Industry quiet as public concern grows over China’s energy influence in Canada – by Jameson Berkow (National Post – May 10, 2012)

The National Post is Canada’s second largest national paper.

China’s growing influence in oil sands development might be the most important issue facing Canada’s energy sector that nobody is talking about.
Canadian companies have happily accepted billions of dollars in investments from Chinese state-owned enterprises in recent years on the basis that the energy-hungry emerging Asian superpower will soon be their best customer.
Meanwhile, as the public grows increasingly concerned about the potential importation into Canada of questionable Chinese corporate practices and opposition politicians raise questions of possible interference with Canada’s national interests, industry associations, environmental groups and the government of Canada itself have stayed mute.

“Any enterprise that is owned by another nation state raises sovereignty issues, but in the case of China the security advisors to the government of Canada for a long time have expressed particular concern about Chinese influence,” Elizabeth May, leader of the Green Party of Canada, said in an interview this week.
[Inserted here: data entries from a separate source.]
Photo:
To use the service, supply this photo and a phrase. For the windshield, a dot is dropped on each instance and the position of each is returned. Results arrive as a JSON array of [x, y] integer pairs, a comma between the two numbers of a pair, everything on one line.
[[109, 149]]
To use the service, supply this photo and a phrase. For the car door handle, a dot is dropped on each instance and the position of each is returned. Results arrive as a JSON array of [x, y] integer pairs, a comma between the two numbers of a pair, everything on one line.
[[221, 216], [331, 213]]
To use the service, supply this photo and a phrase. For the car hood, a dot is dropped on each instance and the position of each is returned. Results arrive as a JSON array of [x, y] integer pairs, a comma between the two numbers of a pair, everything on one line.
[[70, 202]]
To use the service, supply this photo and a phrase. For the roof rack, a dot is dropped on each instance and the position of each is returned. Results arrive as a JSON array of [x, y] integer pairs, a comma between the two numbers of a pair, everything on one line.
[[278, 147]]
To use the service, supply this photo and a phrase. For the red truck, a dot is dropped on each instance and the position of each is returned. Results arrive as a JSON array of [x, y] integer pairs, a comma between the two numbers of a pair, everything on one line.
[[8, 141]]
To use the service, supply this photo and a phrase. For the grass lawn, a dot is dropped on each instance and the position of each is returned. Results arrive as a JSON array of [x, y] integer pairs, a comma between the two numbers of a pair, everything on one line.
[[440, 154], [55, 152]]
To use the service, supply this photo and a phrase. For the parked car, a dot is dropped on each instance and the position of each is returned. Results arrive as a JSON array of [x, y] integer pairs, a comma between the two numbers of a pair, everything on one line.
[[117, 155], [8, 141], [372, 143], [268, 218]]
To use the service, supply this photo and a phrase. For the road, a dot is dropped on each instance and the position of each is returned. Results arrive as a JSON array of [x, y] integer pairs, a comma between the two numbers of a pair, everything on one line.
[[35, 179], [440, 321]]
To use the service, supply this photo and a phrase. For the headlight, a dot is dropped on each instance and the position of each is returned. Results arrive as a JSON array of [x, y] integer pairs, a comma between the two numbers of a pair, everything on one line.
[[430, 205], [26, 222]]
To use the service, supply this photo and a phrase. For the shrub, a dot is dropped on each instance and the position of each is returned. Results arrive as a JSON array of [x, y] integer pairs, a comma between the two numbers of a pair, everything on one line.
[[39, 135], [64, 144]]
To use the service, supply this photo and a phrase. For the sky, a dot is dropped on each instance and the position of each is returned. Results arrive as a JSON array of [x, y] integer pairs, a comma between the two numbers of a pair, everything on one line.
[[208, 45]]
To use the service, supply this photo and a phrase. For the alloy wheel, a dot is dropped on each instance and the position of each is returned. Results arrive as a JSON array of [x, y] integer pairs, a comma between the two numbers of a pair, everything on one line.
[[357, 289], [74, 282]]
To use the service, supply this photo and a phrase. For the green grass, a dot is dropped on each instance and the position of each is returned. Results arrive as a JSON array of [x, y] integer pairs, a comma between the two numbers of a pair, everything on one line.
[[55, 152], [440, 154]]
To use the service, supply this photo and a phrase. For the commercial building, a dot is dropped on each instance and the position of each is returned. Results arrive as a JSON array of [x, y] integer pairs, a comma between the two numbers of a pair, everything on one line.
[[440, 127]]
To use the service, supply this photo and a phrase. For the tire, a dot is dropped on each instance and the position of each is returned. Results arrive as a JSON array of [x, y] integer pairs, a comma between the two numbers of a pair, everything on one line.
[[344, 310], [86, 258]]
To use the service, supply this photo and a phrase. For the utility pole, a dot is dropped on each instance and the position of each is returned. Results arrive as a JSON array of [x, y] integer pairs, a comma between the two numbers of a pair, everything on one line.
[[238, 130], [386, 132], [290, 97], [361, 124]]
During a visit to Beijing in February, Prime Minister Stephen Harper signed a declaration of intent to establish the Canada-China Foreign Investment Promotion and Protection Agreement, marking the end of nearly two decades of negotiations between the two countries. The agreement, which must still be ratified by both national governments before it can come into force, was heralded by Mr. Harper as Canada’s first “comprehensive economic agreement” with China.
While Ms. May said she has not yet seen the agreement, she added that other deals recently struck with countries in Latin and South America contain a similar provision to one found in Chapter 11 of the North American Free Trade Agreement (NAFTA), which allows a foreign corporation to sue the Canadian government for any decision that reduces that corporation’s expectation of profit.
Including such a provision in any agreement with China would be “so outrageous where we’d have a situation in which not only a foreign government but a foreign non-democratic government would be able to challenge the decisions reached by democratically empowered governments at the municipal, provincial and federal levels in Canada,” Ms. May said.
Companies in the United States have made liberal use of the provision in NAFTA over the years, occasionally resulting in dramatic changes to Canadian policies. In 1998, U.S.-based Ethyl Corp. sued Ottawa for US$251-million after the government imposed a ban on a fuel additive known as MMT, claiming the ban “expropriated” future profits. Canada not only lifted the ban on MMT but also agreed to pay Ethyl US$13-million for its trouble.
“If the same provision were extended to an investor provision with China, you would have the Chinese Communist Party able to say, ‘We insist you pay us X tens of millions of dollars because the effect of your improved environmental regulations has been to reduce our expectations for profit,’ ” Ms. May said.
Two years ago, Chinese state-owned refining giant Sinopec Corp. paid $4.7-billion for ConocoPhillips Co.’s 9% stake in Syncrude Canada Ltd., among Canada’s largest oil sands operators. Despite owning a small minority of shares, Ms. May contends it is enough for Sinopec to put Chinese national priorities over Canadian.
“What would happen if Syncrude were to decide they would do better putting in a refinery here and selling their crude abroad as a finished product? China [Sinopec] could say, ‘No, we veto that, we want it in China’, ” she said.
“The concern I have is that we are not asking these questions at all. I don’t know why I’m the only one asking questions about this but I do know that when I ask I’m not the only one who is concerned.”
In fact, the majority of Canadians appear to share her concern. Last spring, the Asia-Pacific Foundation of Canada released a poll finding 75% of Canadians were opposed to Chinese state-owned companies gaining controlling stakes in Canadian firms and 57% said they viewed the rise of Chinese economic power as a threat to Canada’s interests.
Around the same time, another poll conducted on behalf of various Canadian environmental groups found nearly three-quarters of British Columbians (72.8%) were worried about China’s increasing command of Canadian natural resources.
“I can see where Canadians might have the impression that foreign companies will be importing practices from their countries into Canada,” said Yuen Pau Woo, chief executive of the Asia-Pacific Foundation of Canada.